L’application des mesures d’ajustement structurel au début des années 1980 va bloquer

cette dynamique d’emploi impulsée par l’etat. Même si la planification de la main-d’œuvre a été

abandonnée avant la mise en œuvre de ces mesures, celles-ci ont accéléré le processus de remise

en cause de l’intervention de l’etat à travers deux principales modalités : déréglementation et

réduction des emplois publics et para-publics.

Déréglementation du marché du travail et déclin de l’emploi

L’un des arguments justifiant la déréglementation du travail réside dans le fait que les entreprises

privées, du fait de la gestion réglementée du marché du travail, n’ont pu obtenir la main-d’œuvre

compétente, qualifiée et bon marché pour restaurer leur compétitivité.

Une étude de la Banque Mondiale(1990)38 indique à cet effet que, comparativement à

certains pays tels que le Maroc, la Tunisie, le Ghana, l’Ile Maurice, l’Indonésie et la Malaisie, la

main-d’œuvre ivoirienne est peu compétitive en termes de coût et de qualité. Pour améliorer la

compétitivité de celle-ci, deux ensembles de mesures ont été préconisés :

 d’une part, un assouplissement de la réglementation de l’emploi à travers une révision du

Code du Travail et de la Convention Collective Interprofessionnelle en vue d’encourager

le financement direct de la formation professionnelle par les entreprises elles-mêmes, et

faciliter l’embauche et le licenciement collectif temporaire ou permanent d’une partie de

l’effectif ;

37
Cf. Rosanvallon (1995), p. 75.
38
Cf. Kouadio Benié Marcel (1995), p. 106.
Cote d’Ivoire Chapter 23 page 51

 d’autre part, une réduction du coût de la main-d’œuvre, afin d’amoindrir l’écart entre la

Côte d’Ivoire et ses concurrents ailleurs, dans le monde.

L’application de ces mesures implique une réforme des institutions du marché du travail

dont la préoccupation majeure est d’éliminer le pouvoir étatique qui était à l’origine des rigidités

sur le marché du travail et de réintroduire l’entreprise au cœur de l’analyse du marché du travail.

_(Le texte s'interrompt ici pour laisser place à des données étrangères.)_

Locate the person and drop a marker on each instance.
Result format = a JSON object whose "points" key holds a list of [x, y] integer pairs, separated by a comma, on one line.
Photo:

Une telle approche a l’avantage de combiner l’hypothèse de l’individualisme méthodologique

chère au courant orthodoxe du marché du travail au système de garanties mutuelles. Par ailleurs,

elle se situe dans le courant de pensée qui préconise l’endogénéisation des facteurs institutionnels

en vue de minimiser les coûts de transactions et d’éliminer les comportements du type « passager

clandestin ».

Les principales mesures arrêtées dans le cadre de cette réforme des institutions du marché

du travail destinées à renforcer la compétitivité de la main-d’œuvre sont relatives d’une part, à la

flexibilité des effectifs (fluctuation de l’effectif de l’entreprise, emplois temporaires et

licenciement) et d’autre part, à la flexibilité des salaires.

La flexibilité des effectifs qui résulte de la volonté des entreprises à satisfaire aux

exigences de la demande, implique l’existence de travailleurs à contrat flexible, tels que le contrat

à durée déterminée et le travail temporaire. La flexibilité des effectifs nécessite par ailleurs, un

assouplissement de certains aspects du contrat de travail notamment ceux relatifs au licenciement.

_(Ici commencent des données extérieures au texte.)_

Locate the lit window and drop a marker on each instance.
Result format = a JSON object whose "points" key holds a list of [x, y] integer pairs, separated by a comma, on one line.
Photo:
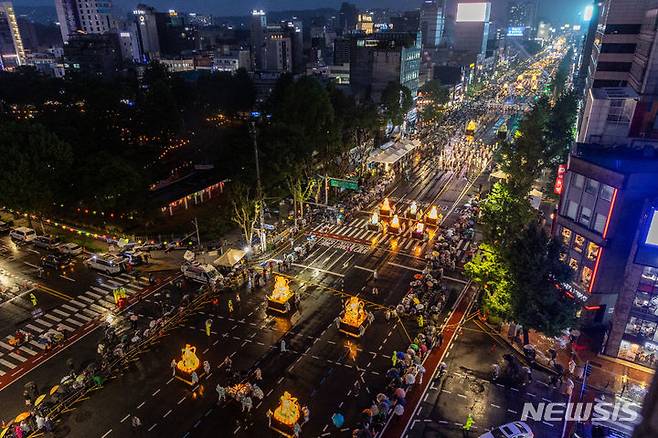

Dans une telle optique, les dispositifs législatif et réglementaire ont joué un rôle

déterminant dans l’utilisation de la main-d’œuvre temporaire. L’article 15 de la loi n° 92-570 a à

cet effet, légalisé la création d’emplois précaires au sein de l’Administration et des

Etablissements publics ivoiriens et encouragé l’utilisation de l’emploi temporaire dans le secteur

privé.
Cote d’Ivoire Chapter 23 page 52

Par ailleurs, dans le cadre de la réforme des institutions du marché du travail, la législation

sur les licenciements économiques a été modifiée ; c’est ainsi que la loi n° 92-573 raccourcit la

procédure de licenciement précédente jugée longue et compromettante pour les entreprises en

difficulté. Dans la nouvelle disposition, la décision de licenciement du chef d’entreprise ne

saurait être rejetée par l’Inspecteur du Travail dont la tâche se limite désormais à s’assurer que la

procédure du licenciement telle que prévue par la loi a été respectée. L’application de cette

nouvelle disposition a suscité le licenciement pour des raisons économiques de 11,246 employés

en 1992 et 1993.39

En outre, en ratifiant l’ordonnance n° 91-1032 du 31 décembre relatif à la suppression du

monopole de l’Office de la Main-d’œuvre, la libéralisation du recrutement de travailleurs est

instaurée. Les entreprises peuvent désormais embaucher directement leur personnel ou recourir

aux bureaux et offices privés de placement des demandeurs d’emploi.

La déréglementation du travail s’est accompagnée d’un déclin important de l’emploi

salarié du secteur moderne. En effet, au début des années 1980, il s’est opéré une rupture dans la

dynamique de création d’emplois dans le secteur moderne. Concomitante à la mise en œuvre des

premiers PAS (Programme d’Ajustement Structurel), cette rupture s’est traduite par une

destruction massive d’emploi dans le secteur moderne, en particulier dans les entreprises

publiques et parapubliques. Les entreprises privées ont suivi le mouvement d’ensemble.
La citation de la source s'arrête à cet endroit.